松村:食べ方は、普段の自分と変えたつもりはありません。ただ、食べたあとにセリフを言うのが大変でした。豪快に食べたほうがおいしそうに見せるには魅力的なんだろうけど、豪快に食べすぎるとセリフが言いづらいんです。だから、口に含む量のバランスは意識していました。

――演技として食べたものもおいしかったんですよね?

松村:はい! 何回も食べたいから「わざとNGを出そうかな」って思ったくらいです。あまりにおいしくてカットがかかったあともずっと食べていたら、監督に「ドラマっていうのは(シーンとシーンの)“つながり”があるんだよ」と怒られました(苦笑)。

――特においしかったものは?

松村:全部おいしくて、なかでもバッファローウィングはものすごくおいしかったです。いっぱい食べるシーンがあって、その日150本用意していると言われていたんですよ。「人数で割ったら1人30本くらいしか食べられへんな」と思っていたんですけど、健太さんの後輩の三船くん(金子隼也)が40本くらい食べてて「ちょっと! 食べすぎやろ!」って思いました(笑)。

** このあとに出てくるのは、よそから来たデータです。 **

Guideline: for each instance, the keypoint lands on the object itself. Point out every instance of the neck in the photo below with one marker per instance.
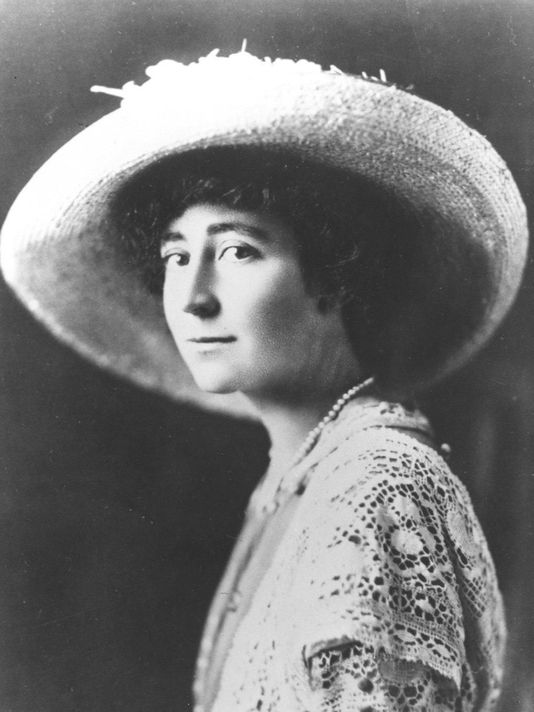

――食べるだけでなく、松村さんが調理をするシーンもあるんですよね。

松村:はい、あります。調理シーンの9割くらいは健太さんがやってくれて、私は少なかったからこそ、とても緊張しました。ひとつ失敗すると最初から撮り直しになるから「絶対に失敗できない!」みたいな緊張感がすごくて、そんな私を見た黒羽さんが「殺陣みたい」って(笑)。

――料理なのに殺陣のような緊迫感があったんですね。

松村:調理シーンは、スタッフの皆さんも「絶対においしく撮るぞ!」と意気込んで撮ってくださいました。皆さんのこだわりを感じられるシーンになったと思います。

 

――いろんな料理を作ったり食べたりするなかで、気づいたことや発見はありましたか?

松村:この作品を通して、「料理ってそんなに難しいものじゃないんだな」と感じました。外でバーベキューをするのはちょっと難易度が高いけど、調理工程はシンプルなものが多くて。肉巻きも塩コショウだけで十分おいしかったんですよ。私の中で料理は「あれこれ用意して、あれこれやらなきゃいけないもの」だと思い込んでいたけど、そうじゃなくて、今あるものを使って自分のできることをやるだけで十分なんだと思えたのは発見でした。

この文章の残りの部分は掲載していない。